Kathryn Woodman Leighton moved to Los Angeles with her husband in 1910. She had a studio at the couple's home on West 46th Street, in South Los Angeles. She traveled to the Canadian Rockies in 1923, and to Glacier National Park in 1925, to paint landscapes. In 1926, she returned to Glacier National Park, this time as the guest of the Great Northern Railway, commissioned to paint scenes of life among the Blackfeet, including portraits of the tribal leaders. The railroad used Leighton's paintings to promote Western tourism, and Leighton's work turned from landscapes to Native American portraits. She often used Native American actors as models in her Los Angeles studio. She painted a life-sized portrait of Los Angeles suffragist and clubwoman Florence Collins Porter in 1930.

Her paintings were not innovative in form, but they were hailed as "distinctive" and "historical" for their content; "Kathryn Leighton has painted the Indian aristocracy as Van Dyke painted the British aristocracy," declared a Los Angeles Times critic. However, another Los Angeles Times critic commented that the portraits "command my respect and admiration--and yet I do not personally like them."
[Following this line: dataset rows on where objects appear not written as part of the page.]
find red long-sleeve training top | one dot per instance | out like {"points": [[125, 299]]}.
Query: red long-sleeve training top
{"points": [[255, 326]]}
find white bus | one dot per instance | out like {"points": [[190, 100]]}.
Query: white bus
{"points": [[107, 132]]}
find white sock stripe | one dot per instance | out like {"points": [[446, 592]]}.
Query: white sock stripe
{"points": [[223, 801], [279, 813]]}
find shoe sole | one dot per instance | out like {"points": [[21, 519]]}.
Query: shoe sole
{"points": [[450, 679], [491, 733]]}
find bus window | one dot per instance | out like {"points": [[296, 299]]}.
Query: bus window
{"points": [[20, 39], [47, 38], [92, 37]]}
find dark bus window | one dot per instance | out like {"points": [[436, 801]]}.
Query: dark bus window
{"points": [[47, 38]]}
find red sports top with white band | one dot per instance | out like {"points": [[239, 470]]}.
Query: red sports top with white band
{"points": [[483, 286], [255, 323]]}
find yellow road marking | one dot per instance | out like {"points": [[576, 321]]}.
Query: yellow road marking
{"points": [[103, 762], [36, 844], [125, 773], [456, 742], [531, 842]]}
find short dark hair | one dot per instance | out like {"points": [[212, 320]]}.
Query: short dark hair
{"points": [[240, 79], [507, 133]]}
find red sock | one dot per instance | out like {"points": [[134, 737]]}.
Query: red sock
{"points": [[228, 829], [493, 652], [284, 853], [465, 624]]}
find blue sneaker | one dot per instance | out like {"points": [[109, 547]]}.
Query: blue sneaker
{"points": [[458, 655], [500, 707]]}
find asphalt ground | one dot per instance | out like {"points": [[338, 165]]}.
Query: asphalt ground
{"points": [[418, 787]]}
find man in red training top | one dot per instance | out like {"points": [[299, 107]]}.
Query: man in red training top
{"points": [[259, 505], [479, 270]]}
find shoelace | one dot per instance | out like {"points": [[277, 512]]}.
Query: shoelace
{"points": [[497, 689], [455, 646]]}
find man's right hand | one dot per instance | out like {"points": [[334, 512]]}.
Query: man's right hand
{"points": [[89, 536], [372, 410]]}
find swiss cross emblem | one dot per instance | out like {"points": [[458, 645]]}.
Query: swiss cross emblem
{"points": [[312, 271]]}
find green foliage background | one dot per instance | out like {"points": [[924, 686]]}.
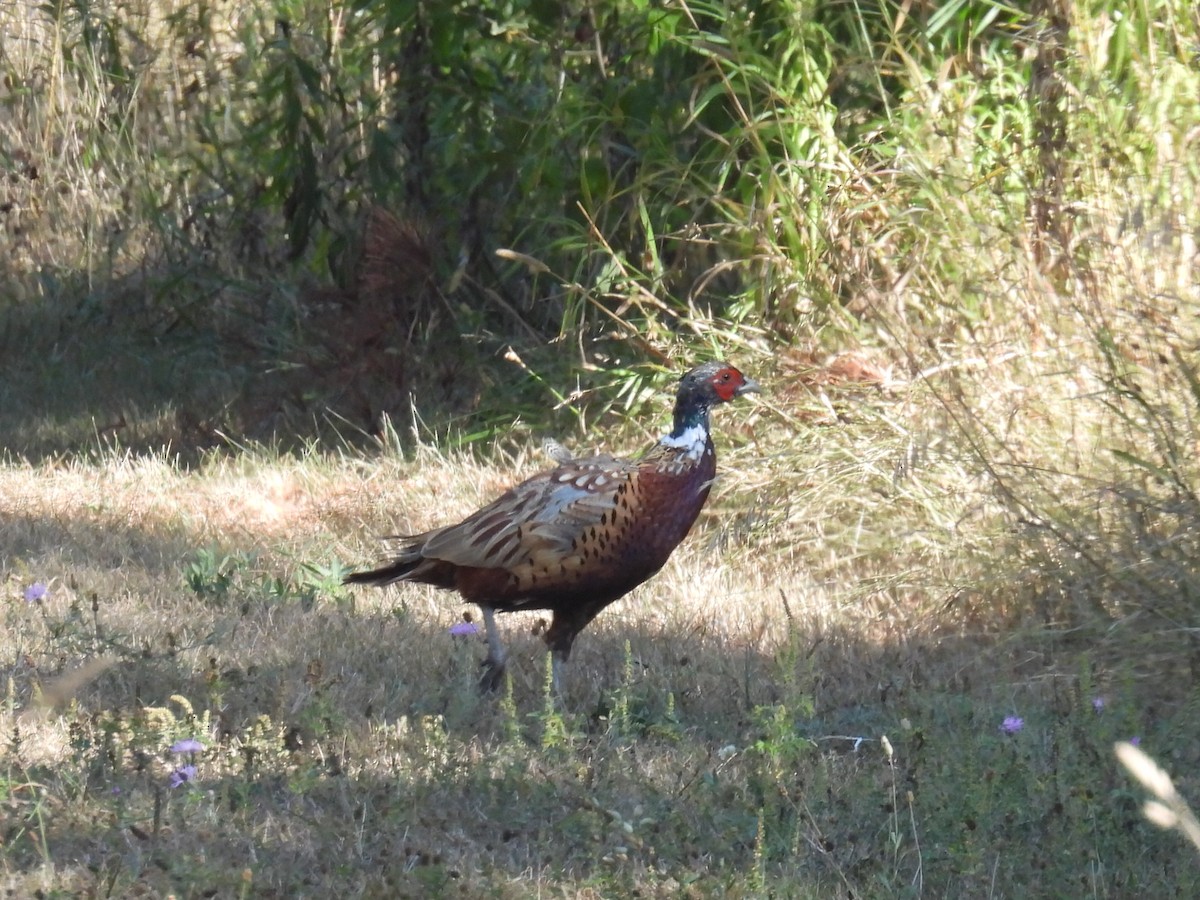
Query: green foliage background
{"points": [[672, 179]]}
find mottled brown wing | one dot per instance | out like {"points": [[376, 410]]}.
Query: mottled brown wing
{"points": [[543, 527]]}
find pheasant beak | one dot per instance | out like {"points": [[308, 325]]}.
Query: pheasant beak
{"points": [[748, 387]]}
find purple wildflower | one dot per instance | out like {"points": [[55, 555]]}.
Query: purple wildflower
{"points": [[1012, 724]]}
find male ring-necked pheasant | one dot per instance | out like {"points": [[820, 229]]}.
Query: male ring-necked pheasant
{"points": [[579, 537]]}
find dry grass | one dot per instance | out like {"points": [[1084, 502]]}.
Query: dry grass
{"points": [[733, 750], [989, 514]]}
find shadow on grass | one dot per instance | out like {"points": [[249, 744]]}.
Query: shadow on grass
{"points": [[347, 753]]}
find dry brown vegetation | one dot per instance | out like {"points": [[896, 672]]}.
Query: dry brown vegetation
{"points": [[951, 558]]}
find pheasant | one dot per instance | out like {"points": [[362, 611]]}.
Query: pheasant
{"points": [[579, 537]]}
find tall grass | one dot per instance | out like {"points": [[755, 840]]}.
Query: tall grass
{"points": [[951, 558]]}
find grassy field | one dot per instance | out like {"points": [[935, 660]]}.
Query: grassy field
{"points": [[949, 562]]}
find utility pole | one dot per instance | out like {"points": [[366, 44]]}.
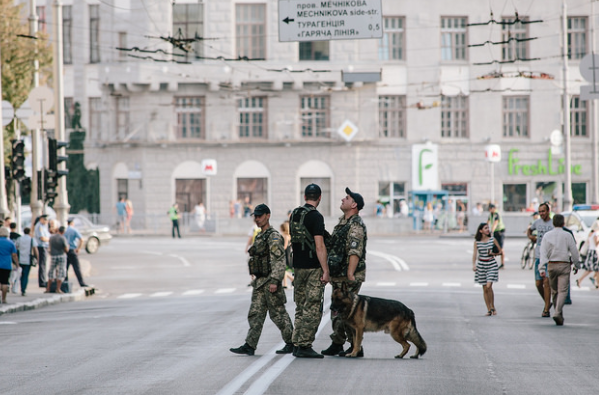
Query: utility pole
{"points": [[35, 204], [62, 205], [567, 201]]}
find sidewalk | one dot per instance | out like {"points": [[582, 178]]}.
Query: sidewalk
{"points": [[36, 297]]}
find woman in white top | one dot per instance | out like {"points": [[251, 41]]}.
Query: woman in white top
{"points": [[591, 263]]}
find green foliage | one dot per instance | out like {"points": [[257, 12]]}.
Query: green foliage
{"points": [[83, 185]]}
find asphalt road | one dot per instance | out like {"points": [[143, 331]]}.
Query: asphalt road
{"points": [[167, 312]]}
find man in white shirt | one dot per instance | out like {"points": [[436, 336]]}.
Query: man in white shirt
{"points": [[558, 251]]}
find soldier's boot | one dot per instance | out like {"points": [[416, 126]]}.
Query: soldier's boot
{"points": [[333, 349], [245, 349], [349, 350], [288, 349], [307, 352]]}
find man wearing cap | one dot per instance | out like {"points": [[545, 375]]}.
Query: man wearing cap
{"points": [[347, 263], [306, 227], [42, 237], [267, 267]]}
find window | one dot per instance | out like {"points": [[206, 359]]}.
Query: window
{"points": [[515, 116], [67, 31], [251, 192], [577, 37], [514, 197], [122, 187], [392, 116], [391, 195], [314, 50], [453, 38], [391, 45], [94, 33], [251, 30], [578, 117], [315, 116], [188, 22], [41, 18], [325, 186], [188, 193], [190, 117], [514, 49], [454, 116], [252, 117], [95, 118], [122, 117]]}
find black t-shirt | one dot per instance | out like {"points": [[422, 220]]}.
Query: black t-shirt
{"points": [[314, 222]]}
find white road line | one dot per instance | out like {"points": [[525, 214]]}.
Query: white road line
{"points": [[193, 292], [225, 290], [129, 296], [160, 294], [398, 263]]}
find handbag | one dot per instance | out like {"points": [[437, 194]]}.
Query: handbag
{"points": [[32, 258]]}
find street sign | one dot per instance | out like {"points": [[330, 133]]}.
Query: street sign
{"points": [[347, 130], [7, 113], [311, 20]]}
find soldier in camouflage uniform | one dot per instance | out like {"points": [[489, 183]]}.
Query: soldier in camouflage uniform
{"points": [[347, 264], [267, 266]]}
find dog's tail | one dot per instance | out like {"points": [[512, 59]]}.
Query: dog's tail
{"points": [[414, 337]]}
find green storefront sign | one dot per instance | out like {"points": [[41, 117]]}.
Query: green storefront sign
{"points": [[548, 167]]}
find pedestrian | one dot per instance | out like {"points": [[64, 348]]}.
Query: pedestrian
{"points": [[347, 265], [13, 232], [173, 214], [75, 241], [558, 251], [497, 228], [267, 265], [542, 225], [59, 247], [121, 212], [42, 237], [8, 259], [306, 228], [591, 263], [27, 248], [484, 264]]}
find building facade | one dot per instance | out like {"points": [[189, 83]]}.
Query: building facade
{"points": [[198, 101]]}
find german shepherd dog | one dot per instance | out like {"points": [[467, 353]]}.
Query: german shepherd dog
{"points": [[367, 314]]}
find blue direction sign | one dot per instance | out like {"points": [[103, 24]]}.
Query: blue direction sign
{"points": [[311, 20]]}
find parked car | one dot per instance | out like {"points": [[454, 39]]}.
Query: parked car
{"points": [[94, 236], [580, 220]]}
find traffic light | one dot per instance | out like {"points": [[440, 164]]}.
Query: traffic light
{"points": [[18, 160], [54, 159]]}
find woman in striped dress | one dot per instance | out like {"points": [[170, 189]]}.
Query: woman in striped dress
{"points": [[485, 267]]}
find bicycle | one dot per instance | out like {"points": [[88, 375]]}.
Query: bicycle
{"points": [[528, 256]]}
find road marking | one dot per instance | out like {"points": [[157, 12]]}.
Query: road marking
{"points": [[160, 294], [398, 263], [225, 290], [193, 292], [129, 296], [516, 286]]}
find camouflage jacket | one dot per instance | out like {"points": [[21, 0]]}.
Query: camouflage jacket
{"points": [[277, 257]]}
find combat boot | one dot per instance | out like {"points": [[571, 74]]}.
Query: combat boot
{"points": [[333, 349], [288, 349], [307, 352], [245, 349]]}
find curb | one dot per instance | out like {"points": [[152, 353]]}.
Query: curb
{"points": [[41, 302]]}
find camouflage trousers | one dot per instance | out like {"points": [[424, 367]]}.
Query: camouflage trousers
{"points": [[263, 301], [308, 293], [341, 331]]}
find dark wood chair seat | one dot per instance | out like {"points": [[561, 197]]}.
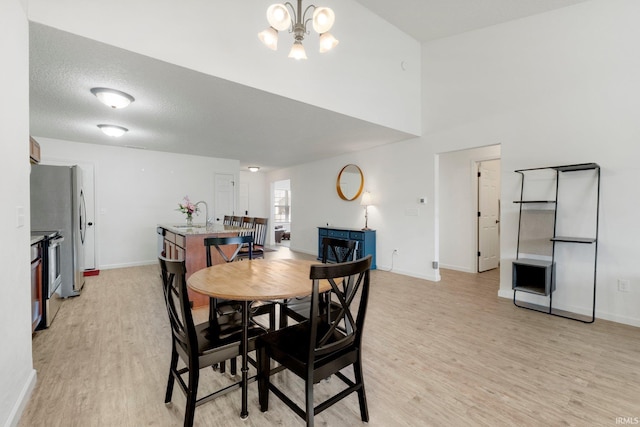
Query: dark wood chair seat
{"points": [[339, 250], [324, 345], [199, 346]]}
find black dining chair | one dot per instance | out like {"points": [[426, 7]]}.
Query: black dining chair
{"points": [[199, 346], [221, 307], [333, 250], [324, 345]]}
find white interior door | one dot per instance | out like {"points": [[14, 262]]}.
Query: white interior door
{"points": [[225, 196], [488, 215], [243, 203]]}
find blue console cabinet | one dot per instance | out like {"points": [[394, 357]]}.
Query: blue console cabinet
{"points": [[366, 241]]}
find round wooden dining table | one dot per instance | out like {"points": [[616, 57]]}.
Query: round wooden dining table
{"points": [[254, 280]]}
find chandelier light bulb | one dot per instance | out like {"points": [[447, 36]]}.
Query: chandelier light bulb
{"points": [[297, 51], [112, 98], [278, 16], [113, 130], [327, 42], [323, 19], [269, 38]]}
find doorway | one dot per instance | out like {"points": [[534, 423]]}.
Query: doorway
{"points": [[488, 225], [282, 212], [458, 207]]}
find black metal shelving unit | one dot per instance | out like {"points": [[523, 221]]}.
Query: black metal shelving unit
{"points": [[538, 276]]}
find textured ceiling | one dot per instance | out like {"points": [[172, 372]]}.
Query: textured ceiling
{"points": [[426, 20], [177, 109], [184, 111]]}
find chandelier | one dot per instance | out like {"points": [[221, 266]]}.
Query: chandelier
{"points": [[280, 19]]}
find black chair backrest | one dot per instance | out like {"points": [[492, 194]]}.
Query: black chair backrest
{"points": [[339, 250], [176, 299], [338, 330], [247, 222], [260, 231], [217, 242]]}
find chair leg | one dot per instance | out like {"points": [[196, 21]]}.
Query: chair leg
{"points": [[309, 410], [284, 319], [362, 397], [272, 317], [264, 372], [192, 394], [172, 368], [234, 366]]}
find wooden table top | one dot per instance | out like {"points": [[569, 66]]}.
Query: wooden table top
{"points": [[256, 279]]}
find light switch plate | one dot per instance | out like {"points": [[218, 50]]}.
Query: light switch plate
{"points": [[19, 216]]}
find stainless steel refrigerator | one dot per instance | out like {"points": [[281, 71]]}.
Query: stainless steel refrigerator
{"points": [[57, 203]]}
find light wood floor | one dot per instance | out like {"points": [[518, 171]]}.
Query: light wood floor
{"points": [[436, 354]]}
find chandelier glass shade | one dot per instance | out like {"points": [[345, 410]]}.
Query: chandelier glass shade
{"points": [[283, 16]]}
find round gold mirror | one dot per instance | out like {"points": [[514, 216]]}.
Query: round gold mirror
{"points": [[350, 182]]}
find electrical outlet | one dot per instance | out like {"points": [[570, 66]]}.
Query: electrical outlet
{"points": [[624, 285]]}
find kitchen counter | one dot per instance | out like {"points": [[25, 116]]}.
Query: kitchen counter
{"points": [[198, 229], [187, 243], [36, 239]]}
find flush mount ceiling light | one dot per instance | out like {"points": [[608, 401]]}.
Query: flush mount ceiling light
{"points": [[112, 98], [280, 19], [113, 130]]}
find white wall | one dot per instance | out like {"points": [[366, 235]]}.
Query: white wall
{"points": [[219, 38], [396, 175], [137, 189], [258, 194], [458, 206], [555, 88], [16, 370]]}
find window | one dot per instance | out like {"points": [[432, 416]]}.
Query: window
{"points": [[282, 205]]}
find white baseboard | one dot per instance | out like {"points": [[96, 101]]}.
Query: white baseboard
{"points": [[23, 399], [631, 321], [127, 264], [457, 268]]}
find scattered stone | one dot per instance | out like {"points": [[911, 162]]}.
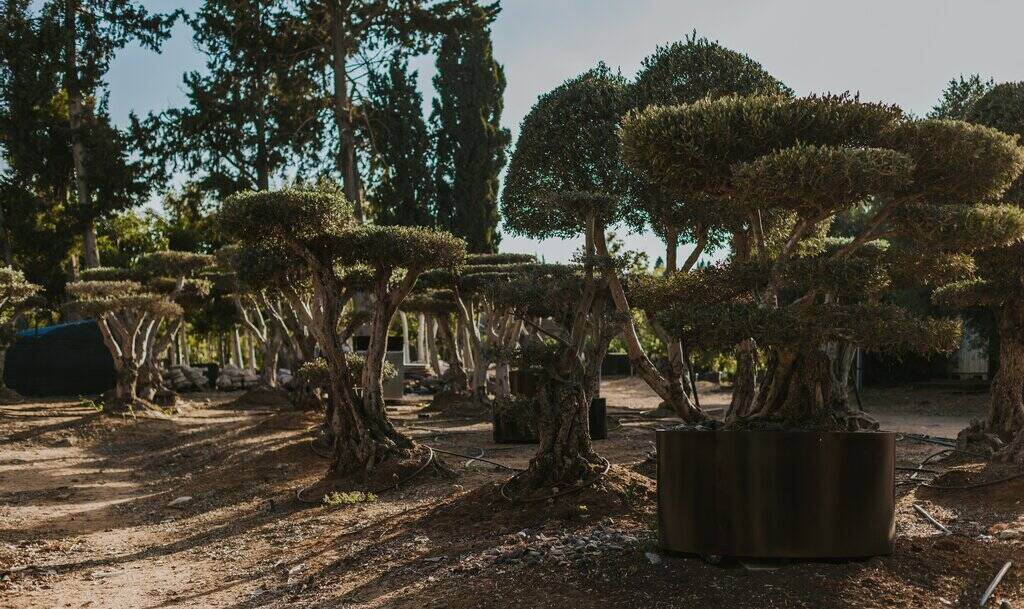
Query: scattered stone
{"points": [[179, 502]]}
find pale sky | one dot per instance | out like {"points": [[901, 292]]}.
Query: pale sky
{"points": [[898, 51]]}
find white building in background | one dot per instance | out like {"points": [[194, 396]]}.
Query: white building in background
{"points": [[971, 360]]}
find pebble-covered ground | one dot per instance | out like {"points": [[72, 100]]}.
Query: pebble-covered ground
{"points": [[200, 510]]}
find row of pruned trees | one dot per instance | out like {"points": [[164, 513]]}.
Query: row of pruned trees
{"points": [[753, 167]]}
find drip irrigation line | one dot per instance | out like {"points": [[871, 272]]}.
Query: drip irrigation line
{"points": [[948, 442], [479, 459], [995, 582], [974, 484], [393, 486], [970, 486], [932, 519], [574, 489]]}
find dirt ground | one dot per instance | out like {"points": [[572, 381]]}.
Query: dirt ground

Leighton served a term as president of the California Art Club, and was a member of the Los Angeles Art Association and the Laguna Art Association. In 1930, works by Leighton were exhibited at Knoedler Galleries in Paris. Her work was part of the painting event in the art competition at the 1932 Summer Olympics. She had a solo exhibition of her works at the Los Angeles County Museum of Art in 1940. She also donated some of her antique lace collection to LACMA.

Her brother Frederic T. Woodman was mayor of Los Angeles from 1916 to 1919, and displayed many of Kathryn's paintings in the mayor's office.

==Personal life and legacy==
Kathryn Woodman married attorney Edward Everett Leighton in 1900; they adopted a son, Everett Woodman Leighton, who followed his father into a law career. She was widowed when Edward died in 1941, and she died in 1952.

Leighton's paintings continue to be collected and exhibited, often in shows about women artists in the American West. In 2007 she was included in a show at the University of Wyoming Art Museum. The Smithsonian American Art Museum has one painting by Leighton in its collection, a portrait of Iron Eyes Cody.